Too many tailed files collected #3783

pmoravec · 2024-09-24T12:30:48Z

We noticed a high occurrence of tailing some specific files in different sosreports. Below is a list of the most often tailed files and my suggestion to that. Any comment / suggestion is welcomed. Possible options are "leave as is" or "increase sizelimit" or "drop that file or some data to truncate it".

postgresql/var.lib.pgsql.data.log.postgresql-*.log : this is most probably from Satellite / foreman systems with bigger postgres queries logged. Probably worth increasing the sizelimit, I will raise PR for it
sar/sa*.xml : we collect the files due to legacy reasons only (imho). I would vote for dropping them (until somebody needs them). If that isnt welcomed, let increase sizelimit - having incomplete/broken xml file is bit useless.
various var/log/* files, namely messages* or audit.log or secure - probably let it be, maybe audits or secure should be collected for past X days instead of given filesize..?
pacemaker/var.log.pacemaker.pacemaker.log - any suggestion from pacemaker plugin authors @TurboTurtle , @nrwahl2 ?
pulpcore/core_task - we collect all details about the tasks. Since many of the details are encrypted now, to prevent password leak, a lot of data are useless and I should improve the query. TODO point on me
crio/journalctl_--no-pager_--unit_crio - any suggestion from crio plugin authors @TurboTurtle , @vteratipally , @haircommander ?
openshift/journalctl_--no-pager_--unit_kubelet - any suggestion from openshift plugin authors @TurboTurtle , @vwalek ?
logs/journalctl_--no-pager - that is expected and reasonable, no action

The text was updated successfully, but these errors were encountered:

jcastill · 2024-09-24T13:26:00Z

* sar/sa*.xml : we collect the files due to legacy reasons only (imho). I would vote for dropping them (until somebody needs them). If that isnt welcomed, let increase sizelimit - having incomplete/broken xml file is bit useless.

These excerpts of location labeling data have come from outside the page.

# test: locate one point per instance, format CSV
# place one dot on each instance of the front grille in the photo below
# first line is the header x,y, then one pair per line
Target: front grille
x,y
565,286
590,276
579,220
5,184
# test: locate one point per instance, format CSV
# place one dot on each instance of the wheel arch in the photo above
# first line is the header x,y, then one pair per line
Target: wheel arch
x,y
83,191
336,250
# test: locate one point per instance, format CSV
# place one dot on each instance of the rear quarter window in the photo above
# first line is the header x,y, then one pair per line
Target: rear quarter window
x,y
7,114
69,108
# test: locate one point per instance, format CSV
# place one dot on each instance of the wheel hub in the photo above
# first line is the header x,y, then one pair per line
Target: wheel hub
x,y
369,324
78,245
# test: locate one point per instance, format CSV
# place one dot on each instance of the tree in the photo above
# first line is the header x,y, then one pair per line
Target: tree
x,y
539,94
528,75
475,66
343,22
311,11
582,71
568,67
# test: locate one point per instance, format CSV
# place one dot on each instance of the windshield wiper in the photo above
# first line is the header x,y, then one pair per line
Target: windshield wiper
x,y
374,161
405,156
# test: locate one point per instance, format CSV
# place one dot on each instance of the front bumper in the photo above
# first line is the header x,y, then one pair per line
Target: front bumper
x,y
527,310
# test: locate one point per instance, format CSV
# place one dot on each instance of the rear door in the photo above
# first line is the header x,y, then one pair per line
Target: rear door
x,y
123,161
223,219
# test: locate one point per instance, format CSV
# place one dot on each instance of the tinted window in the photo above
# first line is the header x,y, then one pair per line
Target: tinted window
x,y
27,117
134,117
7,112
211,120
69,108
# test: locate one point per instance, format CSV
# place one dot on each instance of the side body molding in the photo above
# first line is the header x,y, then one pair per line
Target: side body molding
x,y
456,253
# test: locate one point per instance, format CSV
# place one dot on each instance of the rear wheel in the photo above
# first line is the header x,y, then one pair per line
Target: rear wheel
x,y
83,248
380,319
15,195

I'm not sure these files are needed at all, but instead of dropping we could add an option to collect them if needed, in case anyone relies on them for any scripts. "Interpreted/decoded" ones in plain text are more useful.

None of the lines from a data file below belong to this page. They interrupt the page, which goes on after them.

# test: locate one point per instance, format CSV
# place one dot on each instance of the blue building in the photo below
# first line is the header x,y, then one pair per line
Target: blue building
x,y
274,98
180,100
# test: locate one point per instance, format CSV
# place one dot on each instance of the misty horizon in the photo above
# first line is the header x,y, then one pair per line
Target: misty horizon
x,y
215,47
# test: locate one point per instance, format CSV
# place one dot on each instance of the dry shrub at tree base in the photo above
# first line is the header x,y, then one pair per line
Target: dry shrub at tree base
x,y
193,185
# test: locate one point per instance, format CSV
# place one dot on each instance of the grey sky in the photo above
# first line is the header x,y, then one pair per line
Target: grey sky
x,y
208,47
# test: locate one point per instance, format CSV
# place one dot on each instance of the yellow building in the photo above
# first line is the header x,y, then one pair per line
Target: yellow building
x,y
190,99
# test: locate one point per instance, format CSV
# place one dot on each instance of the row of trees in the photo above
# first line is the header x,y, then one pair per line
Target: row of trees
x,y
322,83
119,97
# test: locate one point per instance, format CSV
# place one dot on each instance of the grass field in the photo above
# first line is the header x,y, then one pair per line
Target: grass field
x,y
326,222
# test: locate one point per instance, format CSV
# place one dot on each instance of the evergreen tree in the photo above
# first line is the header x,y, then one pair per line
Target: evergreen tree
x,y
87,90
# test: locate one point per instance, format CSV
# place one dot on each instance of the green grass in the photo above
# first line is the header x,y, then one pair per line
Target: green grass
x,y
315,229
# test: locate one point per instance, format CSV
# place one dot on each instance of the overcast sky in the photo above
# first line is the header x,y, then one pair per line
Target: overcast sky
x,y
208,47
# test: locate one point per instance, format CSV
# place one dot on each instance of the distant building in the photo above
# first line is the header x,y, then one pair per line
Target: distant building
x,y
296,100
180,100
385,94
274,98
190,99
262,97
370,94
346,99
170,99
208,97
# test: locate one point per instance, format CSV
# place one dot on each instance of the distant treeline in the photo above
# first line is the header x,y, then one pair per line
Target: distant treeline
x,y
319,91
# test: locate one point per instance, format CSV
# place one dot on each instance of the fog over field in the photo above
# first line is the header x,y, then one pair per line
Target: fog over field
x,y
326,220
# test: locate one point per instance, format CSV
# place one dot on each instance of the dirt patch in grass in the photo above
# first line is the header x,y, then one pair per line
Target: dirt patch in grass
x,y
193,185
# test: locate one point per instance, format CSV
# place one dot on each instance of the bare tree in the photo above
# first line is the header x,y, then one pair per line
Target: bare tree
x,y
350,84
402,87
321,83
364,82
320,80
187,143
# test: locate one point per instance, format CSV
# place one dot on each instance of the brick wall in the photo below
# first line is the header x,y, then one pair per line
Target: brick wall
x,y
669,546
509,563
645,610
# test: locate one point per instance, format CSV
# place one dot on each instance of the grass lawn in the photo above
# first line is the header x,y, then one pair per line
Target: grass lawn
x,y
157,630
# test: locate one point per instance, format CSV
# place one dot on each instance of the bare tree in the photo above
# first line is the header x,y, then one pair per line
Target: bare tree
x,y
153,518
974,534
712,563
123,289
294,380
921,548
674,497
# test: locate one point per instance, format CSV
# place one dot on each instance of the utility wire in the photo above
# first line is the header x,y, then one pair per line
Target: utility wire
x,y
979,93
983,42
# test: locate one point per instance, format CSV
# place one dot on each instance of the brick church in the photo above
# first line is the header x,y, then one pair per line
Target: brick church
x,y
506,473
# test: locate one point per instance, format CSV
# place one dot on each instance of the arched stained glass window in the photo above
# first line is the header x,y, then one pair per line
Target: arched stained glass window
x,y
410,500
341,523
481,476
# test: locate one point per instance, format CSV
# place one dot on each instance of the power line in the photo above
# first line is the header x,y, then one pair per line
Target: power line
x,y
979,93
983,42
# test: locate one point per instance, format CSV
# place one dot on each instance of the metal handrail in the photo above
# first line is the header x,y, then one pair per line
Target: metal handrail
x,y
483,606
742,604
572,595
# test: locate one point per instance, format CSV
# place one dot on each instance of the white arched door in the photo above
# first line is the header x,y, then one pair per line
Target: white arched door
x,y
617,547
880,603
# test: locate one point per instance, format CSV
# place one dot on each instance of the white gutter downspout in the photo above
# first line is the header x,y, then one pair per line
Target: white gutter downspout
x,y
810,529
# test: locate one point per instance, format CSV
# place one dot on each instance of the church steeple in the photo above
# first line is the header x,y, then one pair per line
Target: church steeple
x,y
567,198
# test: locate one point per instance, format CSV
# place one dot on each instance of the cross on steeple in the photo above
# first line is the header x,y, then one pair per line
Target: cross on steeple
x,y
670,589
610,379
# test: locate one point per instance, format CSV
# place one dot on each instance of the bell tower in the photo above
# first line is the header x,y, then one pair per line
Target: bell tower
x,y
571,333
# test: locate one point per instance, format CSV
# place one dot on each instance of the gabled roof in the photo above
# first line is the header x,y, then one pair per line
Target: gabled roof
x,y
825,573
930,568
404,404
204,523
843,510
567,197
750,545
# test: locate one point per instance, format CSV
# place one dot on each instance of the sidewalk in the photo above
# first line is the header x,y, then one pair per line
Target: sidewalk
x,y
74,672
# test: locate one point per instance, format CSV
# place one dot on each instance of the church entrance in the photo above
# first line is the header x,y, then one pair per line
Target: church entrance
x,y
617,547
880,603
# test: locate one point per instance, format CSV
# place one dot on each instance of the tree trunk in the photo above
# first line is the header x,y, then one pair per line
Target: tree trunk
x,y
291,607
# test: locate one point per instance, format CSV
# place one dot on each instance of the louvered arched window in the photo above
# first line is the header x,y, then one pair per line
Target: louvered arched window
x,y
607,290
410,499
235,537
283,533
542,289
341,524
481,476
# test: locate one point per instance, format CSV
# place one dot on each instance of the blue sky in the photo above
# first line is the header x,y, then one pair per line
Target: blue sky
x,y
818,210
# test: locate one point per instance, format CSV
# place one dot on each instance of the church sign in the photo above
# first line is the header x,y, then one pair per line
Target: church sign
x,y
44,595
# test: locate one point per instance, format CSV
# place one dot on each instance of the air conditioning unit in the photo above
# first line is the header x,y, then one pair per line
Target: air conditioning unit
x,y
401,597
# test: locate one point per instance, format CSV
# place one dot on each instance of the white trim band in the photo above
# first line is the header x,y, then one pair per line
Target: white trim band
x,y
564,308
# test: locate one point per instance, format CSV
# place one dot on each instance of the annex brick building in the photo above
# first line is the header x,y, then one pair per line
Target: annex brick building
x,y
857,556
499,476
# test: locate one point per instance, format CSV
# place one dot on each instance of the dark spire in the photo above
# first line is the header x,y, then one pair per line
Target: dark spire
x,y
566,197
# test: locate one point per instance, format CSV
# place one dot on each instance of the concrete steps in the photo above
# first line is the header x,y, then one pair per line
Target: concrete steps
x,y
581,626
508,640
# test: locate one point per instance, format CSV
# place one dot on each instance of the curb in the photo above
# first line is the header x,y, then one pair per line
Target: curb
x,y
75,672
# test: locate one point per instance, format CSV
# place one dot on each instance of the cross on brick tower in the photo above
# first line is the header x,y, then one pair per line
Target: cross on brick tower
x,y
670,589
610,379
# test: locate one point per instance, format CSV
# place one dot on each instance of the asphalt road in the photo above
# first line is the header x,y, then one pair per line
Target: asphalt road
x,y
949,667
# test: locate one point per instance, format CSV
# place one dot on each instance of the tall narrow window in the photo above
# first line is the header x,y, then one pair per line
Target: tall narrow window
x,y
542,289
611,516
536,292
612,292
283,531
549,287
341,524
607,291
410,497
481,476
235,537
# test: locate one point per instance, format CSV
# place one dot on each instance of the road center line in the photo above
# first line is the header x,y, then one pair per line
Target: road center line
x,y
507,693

* various `var/log/*` files, namely `messages*` or `audit.log` or `secure` - probably let it be, maybe audits or secure should be collected for past X days instead of given filesize..?

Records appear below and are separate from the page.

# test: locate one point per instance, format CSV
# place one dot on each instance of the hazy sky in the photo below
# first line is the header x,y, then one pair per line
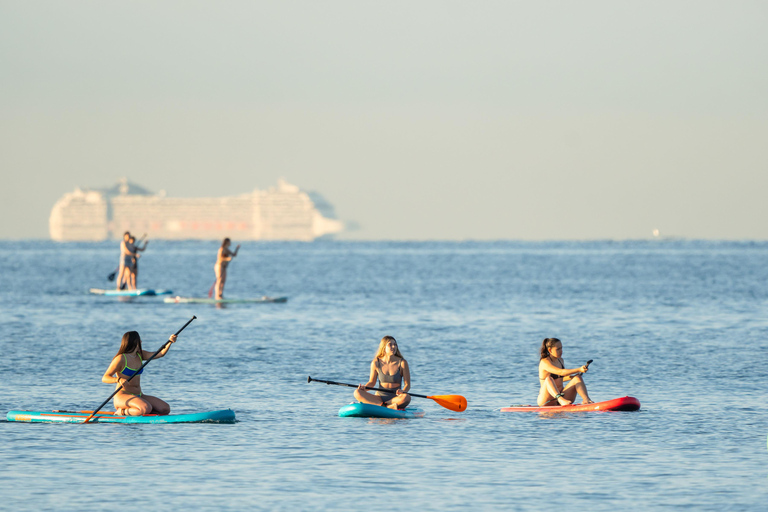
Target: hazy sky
x,y
416,119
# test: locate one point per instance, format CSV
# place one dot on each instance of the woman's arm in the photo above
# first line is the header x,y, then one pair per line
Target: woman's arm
x,y
406,377
550,368
160,353
109,375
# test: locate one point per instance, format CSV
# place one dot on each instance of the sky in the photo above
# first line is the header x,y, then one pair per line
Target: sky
x,y
428,120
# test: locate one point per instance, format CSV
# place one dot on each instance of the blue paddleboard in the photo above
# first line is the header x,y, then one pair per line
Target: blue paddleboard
x,y
359,410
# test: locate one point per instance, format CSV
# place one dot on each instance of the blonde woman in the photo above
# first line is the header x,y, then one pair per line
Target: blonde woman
x,y
391,370
553,374
223,257
130,401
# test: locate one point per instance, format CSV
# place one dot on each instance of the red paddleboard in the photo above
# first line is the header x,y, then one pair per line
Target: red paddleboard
x,y
625,403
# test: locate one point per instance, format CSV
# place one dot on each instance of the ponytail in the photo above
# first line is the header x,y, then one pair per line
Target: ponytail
x,y
546,345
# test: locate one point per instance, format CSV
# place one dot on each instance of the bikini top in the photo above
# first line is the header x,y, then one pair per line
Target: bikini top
x,y
555,376
130,372
397,378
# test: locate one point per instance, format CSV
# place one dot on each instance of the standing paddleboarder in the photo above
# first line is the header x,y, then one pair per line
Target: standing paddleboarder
x,y
124,254
223,257
130,401
392,371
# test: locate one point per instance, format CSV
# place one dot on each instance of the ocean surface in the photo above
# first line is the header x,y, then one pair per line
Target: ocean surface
x,y
681,325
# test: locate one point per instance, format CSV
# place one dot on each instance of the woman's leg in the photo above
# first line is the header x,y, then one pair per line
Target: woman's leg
x,y
158,406
221,278
120,270
368,398
131,405
549,391
399,402
577,385
126,279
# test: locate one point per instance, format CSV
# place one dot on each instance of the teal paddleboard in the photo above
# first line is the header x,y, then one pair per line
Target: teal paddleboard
x,y
130,293
224,416
359,410
202,300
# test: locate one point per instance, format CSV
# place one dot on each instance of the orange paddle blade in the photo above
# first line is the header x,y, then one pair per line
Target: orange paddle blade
x,y
453,402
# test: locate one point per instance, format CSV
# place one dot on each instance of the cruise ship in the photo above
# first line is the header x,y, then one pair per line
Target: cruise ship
x,y
284,212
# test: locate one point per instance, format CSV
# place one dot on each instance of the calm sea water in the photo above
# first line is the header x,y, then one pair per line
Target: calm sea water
x,y
681,325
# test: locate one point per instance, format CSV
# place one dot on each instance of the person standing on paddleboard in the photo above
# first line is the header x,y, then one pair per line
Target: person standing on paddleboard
x,y
223,257
391,370
123,252
130,401
134,273
553,374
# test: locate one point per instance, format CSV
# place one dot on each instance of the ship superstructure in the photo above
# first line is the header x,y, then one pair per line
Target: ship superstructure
x,y
284,212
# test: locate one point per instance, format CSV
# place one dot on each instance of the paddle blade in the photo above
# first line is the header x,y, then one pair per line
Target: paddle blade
x,y
453,402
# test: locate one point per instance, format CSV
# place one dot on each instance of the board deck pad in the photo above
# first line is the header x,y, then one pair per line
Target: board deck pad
x,y
141,292
203,300
222,416
625,403
360,410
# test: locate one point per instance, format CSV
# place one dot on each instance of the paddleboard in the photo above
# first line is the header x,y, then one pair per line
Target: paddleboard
x,y
225,416
359,410
202,300
130,293
625,403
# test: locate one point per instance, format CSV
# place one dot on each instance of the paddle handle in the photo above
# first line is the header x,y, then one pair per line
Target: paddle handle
x,y
137,372
310,379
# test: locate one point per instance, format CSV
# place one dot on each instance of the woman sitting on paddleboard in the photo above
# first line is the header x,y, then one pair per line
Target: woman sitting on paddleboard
x,y
391,370
553,374
130,401
223,258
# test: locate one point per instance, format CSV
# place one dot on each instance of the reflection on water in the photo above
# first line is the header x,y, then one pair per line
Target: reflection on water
x,y
663,321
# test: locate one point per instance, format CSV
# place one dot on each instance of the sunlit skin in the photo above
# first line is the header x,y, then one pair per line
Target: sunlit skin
x,y
135,270
123,253
223,257
389,364
553,375
129,401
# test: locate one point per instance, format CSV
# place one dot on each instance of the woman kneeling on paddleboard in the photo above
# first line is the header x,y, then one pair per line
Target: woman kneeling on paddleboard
x,y
130,401
553,374
391,370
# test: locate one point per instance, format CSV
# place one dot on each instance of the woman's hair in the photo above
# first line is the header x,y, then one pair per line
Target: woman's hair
x,y
546,345
381,352
130,341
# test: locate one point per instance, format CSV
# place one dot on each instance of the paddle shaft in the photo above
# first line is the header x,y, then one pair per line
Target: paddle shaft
x,y
310,379
137,372
575,374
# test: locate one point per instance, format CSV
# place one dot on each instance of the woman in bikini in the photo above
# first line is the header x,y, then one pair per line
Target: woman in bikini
x,y
392,372
223,258
130,401
553,374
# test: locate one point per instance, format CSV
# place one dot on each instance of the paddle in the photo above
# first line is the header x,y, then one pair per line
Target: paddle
x,y
453,402
111,276
137,372
575,374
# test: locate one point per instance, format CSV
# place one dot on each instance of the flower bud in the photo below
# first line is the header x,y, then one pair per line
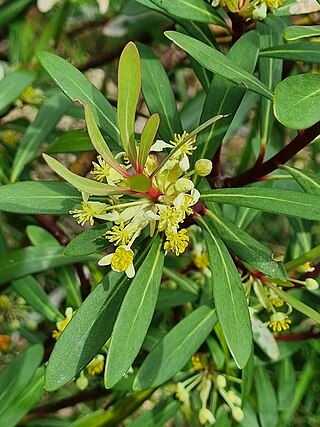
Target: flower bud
x,y
203,167
183,185
311,284
221,381
237,414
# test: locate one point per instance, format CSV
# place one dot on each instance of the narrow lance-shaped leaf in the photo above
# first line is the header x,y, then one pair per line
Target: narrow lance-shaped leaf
x,y
224,97
78,88
48,116
297,101
275,200
158,94
195,10
298,51
33,259
31,290
86,333
218,63
266,397
176,348
99,143
147,137
82,184
301,31
135,315
246,247
309,181
229,297
129,85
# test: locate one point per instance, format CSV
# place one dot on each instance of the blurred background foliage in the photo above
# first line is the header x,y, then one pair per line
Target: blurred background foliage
x,y
35,295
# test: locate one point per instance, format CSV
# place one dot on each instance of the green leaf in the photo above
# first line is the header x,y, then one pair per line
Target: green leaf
x,y
286,383
298,51
229,298
158,93
78,88
246,247
90,241
297,304
218,63
16,376
266,396
31,290
270,73
147,137
129,86
135,315
35,197
47,118
39,236
297,101
87,331
224,97
176,348
283,202
11,9
86,185
309,181
247,380
71,141
33,259
98,142
195,10
301,31
12,86
26,400
174,297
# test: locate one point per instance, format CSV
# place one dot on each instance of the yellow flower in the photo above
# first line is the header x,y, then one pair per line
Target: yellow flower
x,y
120,260
197,362
274,299
176,241
9,137
305,268
279,322
118,234
62,324
96,365
169,217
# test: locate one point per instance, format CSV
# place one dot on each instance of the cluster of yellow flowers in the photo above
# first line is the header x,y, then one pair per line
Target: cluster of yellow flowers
x,y
204,381
270,298
256,9
163,206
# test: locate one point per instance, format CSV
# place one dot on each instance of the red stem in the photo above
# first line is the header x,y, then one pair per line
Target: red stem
x,y
259,172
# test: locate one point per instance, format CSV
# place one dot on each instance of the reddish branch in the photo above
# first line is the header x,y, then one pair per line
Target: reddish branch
x,y
257,173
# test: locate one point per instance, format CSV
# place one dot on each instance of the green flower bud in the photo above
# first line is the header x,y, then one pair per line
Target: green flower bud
x,y
183,185
237,414
311,284
203,167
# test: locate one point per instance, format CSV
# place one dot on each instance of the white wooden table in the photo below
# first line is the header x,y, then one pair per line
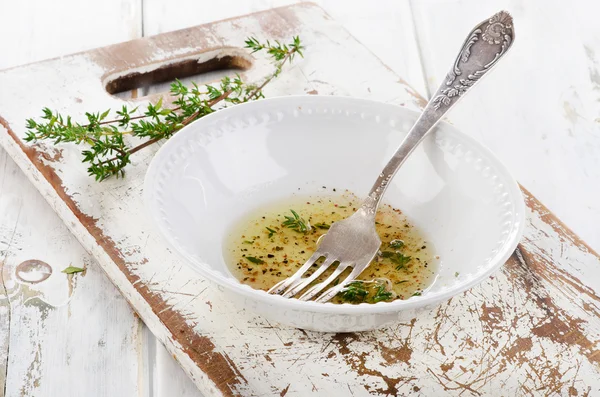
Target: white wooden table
x,y
77,336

Agreed, maybe two/three days should be enough by default, or even just one day.

* `logs/journalctl_--no-pager` - that is expected and reasonable, no action

Agreed

These columns are either empty, containing passwords or some encoded data. Get the *remaining* column names and query for them. If the query for column names fail, failover to current "SELECT *". Relevant: sosreport#3783 Resolves: sosreport#3784 Signed-off-by: Pavel Moravec <[email protected]>

pmoravec · 2024-09-24T15:03:38Z

* `postgresql/var.lib.pgsql.data.log.postgresql-*.log` : this is most probably from Satellite / foreman systems with bigger postgres queries logged. Probably worth increasing the sizelimit, I will raise PR for it

This happens for Satellite / foreman, where we already increased sizelimit to 100MB via preset. And I confirm it is applied to these files. Raising it higher is possible, but.. not much worth of it. Usually, tailed files are from previous days only, that is sufficient.

haircommander · 2024-09-24T15:03:44Z

from my perspective as a node team member, crio and kubelet logs are the most important pieces for us to debug issues. We don't need them if they're caught in the overall journal though. Is bumping the size limit an option for those? or, we bump the size limit for the overall journal, and drop the crio/kubelet specfic journals. What do folks think?

TurboTurtle · 2024-09-24T15:24:58Z

I'd prefer increasing the size limit of unit-specific journals and/or log files over increasing the system journal collection. It gives us granularity without enforcing potentially very large system journal collections across the board. Granted, I get the point of "well it's going to be the majority of the system journal anyway...", but I think this is the least-bad option overall.

As far as the sar/sa files go, I'd defer to support teams on how often they're used. I know there's been a general shift away from sar but there's a lot of knowledge built around the use of these, at least the plaintext translations. I'd be open to dropping the binary collections since you need to use the same version to translate those as which generated them (hence why we do that during collection at all), but I'd be wary of dropping them entirely.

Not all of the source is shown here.